One policy widely required by airlines is the use of masks or facial coverings by passengers and staff. At some carriers flight attendants are wearing what are essentially haz-mat suits.
American, United and Southwest Airlines, among others, have enhanced their aircraft cleaning programs, while most modern aircraft use HEPA (high efficiency particulate air) filters, also used in hospital operating rooms, that extract virtually all microbes and viruses from cabin air. Still, there’s no proof the filters can fully protect travellers from the coronavirus.
Ryanair, the low-cost, Dublinbased carrier, which plans to resume 40 per cent of its regular service on July 1, opposes blocking middle seats. It has also established one of the most unusual new policies: It plans to prohibit “queuing for toilets” during flights, though “toilet access will be made available to individual passengers upon request.”
Delta Air Lines is not only requiring face masks, but it is also sanitizing check-in kiosks and counters, baggage stations and security station bins at airports, as well as disinfecting gate areas, jet bridges and employee areas.
In addition, it is sanitizing aircraft lavatories, overhead bin handles, tray tables and seatback screens before every flight. It is also temporarily blocking middle seats; cutting back food and beverage offerings to “reduce service touchpoints”; and replacing HEPA filters twice as often as recommended by the manufacturer.
Frontier, Air France and Singapore Airlines, among others, are performing temperature checks of passengers.
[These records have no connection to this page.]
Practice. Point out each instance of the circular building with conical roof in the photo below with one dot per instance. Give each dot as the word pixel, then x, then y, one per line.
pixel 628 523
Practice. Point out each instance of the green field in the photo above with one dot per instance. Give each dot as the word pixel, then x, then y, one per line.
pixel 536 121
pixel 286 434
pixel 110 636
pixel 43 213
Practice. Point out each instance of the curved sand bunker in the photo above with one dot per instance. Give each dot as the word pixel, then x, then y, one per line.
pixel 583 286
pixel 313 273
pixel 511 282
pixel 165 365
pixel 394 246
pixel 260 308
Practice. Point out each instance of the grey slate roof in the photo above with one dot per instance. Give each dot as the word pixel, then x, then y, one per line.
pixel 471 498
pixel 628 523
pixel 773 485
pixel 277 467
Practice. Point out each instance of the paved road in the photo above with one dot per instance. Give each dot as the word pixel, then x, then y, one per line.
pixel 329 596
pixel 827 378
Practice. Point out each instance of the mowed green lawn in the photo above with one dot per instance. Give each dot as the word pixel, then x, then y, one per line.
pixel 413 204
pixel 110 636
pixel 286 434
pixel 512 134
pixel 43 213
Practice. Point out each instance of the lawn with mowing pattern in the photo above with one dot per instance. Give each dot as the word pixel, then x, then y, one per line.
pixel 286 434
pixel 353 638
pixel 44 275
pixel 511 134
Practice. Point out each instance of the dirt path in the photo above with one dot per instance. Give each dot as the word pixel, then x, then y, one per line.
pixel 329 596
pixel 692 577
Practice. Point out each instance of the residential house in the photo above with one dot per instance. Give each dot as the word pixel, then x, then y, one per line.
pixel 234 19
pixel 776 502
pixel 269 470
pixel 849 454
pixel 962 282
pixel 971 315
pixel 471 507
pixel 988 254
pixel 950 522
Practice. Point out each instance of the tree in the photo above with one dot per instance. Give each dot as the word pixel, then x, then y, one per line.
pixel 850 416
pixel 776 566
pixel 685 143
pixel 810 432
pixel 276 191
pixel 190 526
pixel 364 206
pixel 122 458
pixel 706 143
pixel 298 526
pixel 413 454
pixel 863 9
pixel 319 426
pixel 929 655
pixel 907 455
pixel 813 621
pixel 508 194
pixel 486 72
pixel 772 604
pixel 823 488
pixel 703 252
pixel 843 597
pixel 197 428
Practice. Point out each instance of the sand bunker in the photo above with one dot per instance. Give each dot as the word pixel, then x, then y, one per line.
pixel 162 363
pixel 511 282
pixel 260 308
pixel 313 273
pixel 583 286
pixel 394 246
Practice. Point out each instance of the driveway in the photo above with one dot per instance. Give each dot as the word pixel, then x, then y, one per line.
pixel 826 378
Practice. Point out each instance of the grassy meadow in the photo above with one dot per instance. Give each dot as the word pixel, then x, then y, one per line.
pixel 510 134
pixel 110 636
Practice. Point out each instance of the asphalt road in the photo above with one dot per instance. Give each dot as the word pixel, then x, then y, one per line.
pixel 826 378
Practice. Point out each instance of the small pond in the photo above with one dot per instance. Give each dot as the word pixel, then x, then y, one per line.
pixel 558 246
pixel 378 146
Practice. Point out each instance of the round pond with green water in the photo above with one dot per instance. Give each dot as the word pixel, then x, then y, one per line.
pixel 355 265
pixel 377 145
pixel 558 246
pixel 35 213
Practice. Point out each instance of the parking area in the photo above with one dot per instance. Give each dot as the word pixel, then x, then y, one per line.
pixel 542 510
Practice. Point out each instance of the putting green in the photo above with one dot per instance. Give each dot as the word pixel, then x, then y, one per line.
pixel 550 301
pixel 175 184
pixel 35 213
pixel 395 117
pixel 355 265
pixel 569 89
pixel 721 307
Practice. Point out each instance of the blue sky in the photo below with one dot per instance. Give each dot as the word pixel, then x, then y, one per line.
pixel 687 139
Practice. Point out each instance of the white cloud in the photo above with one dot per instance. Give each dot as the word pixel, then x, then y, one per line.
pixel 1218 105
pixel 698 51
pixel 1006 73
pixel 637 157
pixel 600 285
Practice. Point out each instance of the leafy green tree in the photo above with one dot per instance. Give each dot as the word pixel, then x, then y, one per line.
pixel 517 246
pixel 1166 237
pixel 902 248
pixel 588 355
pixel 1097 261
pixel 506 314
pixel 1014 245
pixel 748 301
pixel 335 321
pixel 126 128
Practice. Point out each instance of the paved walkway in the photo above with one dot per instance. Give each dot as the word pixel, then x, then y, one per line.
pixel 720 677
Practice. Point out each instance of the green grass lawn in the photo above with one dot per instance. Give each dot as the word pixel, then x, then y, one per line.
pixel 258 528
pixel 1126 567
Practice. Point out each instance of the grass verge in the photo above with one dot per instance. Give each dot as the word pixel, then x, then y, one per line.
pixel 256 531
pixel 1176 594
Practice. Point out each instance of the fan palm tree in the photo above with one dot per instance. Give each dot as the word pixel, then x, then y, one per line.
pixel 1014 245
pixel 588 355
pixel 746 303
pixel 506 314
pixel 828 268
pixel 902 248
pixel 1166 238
Etihad is doing a trial with volunteers at Abu Dhabi International Airport of a contactless, self-service kiosk to measure temperature, heart and respiratory rate.
Both Cincinnati/Northern Kentucky International Airport and Dallas-Fort Worth International Airport will soon use employees to test a screener that combines an infrared camera and artificial intelligence to read their temperature.
Two technology companies, SITA and Collins Aerospace, are promoting touchless initiatives for airports that use biometric facial recognition and mobile technologies for checkin, baggage drop-off, security screening and boarding.
The use of biometric screening continues to be debated, at least in the United States and Europe. Although O’NeilDunne and Harteveldt support the screening, Harteveldt suggested that whoever uses the technology must operate “at the highest level of data security” to insure passengers’ health information is kept secure.
O’Neil-Dunne said passengers might have to be more flexible about privacy, to protect their own and others’ health.
“Ethics are fine when ethics are all that matters,” he said. “In this case, it’s a pandemic virus. You’re not just dealing with individual rights, you’re dealing with fellow passengers’ basic human rights, and I think that has precedence.”